In: Math
Briefly explain specifically why categorical and quantitative variables require different methods in order to describe their distributions.
A correct answer will accurately address BOTH types of variables and clearly explain the REASONS these two types of variables REQUIRE different methods.
Categorical and Quantitative variables require different methods in order to describe their distribution.
Why?
Hmm, let’s think. Categorical variable is represented by probability mass function which represent the probability that the variable will take that value. Since the categorical values can ONLY take their values in countable set, we can have this luxury. For a set of points, we can add the probability values to get the probability that variable will take the value in that set! So since we have luxury of individual probability, we represent the distribution by probability mass function. E.g. Rolling of a die, we say 1/6 probability for all 1,2,...,6 which means the probability that 4 will come on a die IS 1/6. The values can be summed countably!

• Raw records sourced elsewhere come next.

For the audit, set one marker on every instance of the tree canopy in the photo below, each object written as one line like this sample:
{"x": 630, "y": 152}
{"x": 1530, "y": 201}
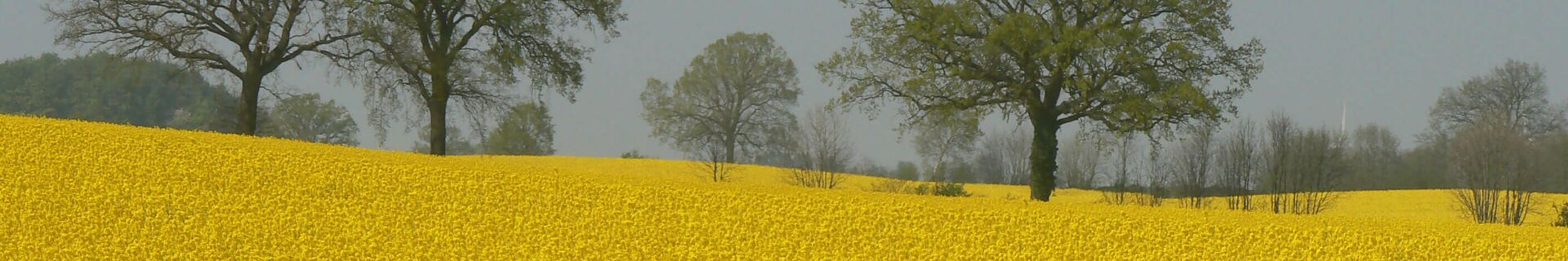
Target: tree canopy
{"x": 107, "y": 88}
{"x": 1128, "y": 66}
{"x": 242, "y": 39}
{"x": 306, "y": 117}
{"x": 431, "y": 52}
{"x": 524, "y": 130}
{"x": 731, "y": 99}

Quantitative variable is whole different game though! They might take values in an uncountable set. So we CAN’T have the non-zero probability of each point otherwise the sum of probability will exceed 1! Also we don’t know how to add in a arbitrary set! (If we can’t count the numbers, we can’t add it!). Hence we define the distribution as probability density function. It is interpreted as if the pdf is high in a region, then the probability of variable taking values in that region is high! Although a single point or countable collection of points still have probability zero, we have probability of an interval which is basically the integral of PDF in that interval. That’s why we only define PDF in case of quantitative variable!

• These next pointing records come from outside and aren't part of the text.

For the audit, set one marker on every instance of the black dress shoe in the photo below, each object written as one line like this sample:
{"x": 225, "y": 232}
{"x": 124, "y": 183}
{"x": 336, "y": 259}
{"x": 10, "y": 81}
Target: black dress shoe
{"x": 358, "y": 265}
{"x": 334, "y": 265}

E.g. Uniform in 0-1. We can’t have non-zero probability of every point since we have uncountable number of points! So in order to say every point is equally likely we say the pdf is constant. The PDF integral over Real line must be 1.
We can’t always define the probability function for each set in Power set of sample space. In case of categorical variable, we CAN and we DO. But in case of quantitative variable, we CAN’T.
You’ll know more about this in measure theory course!!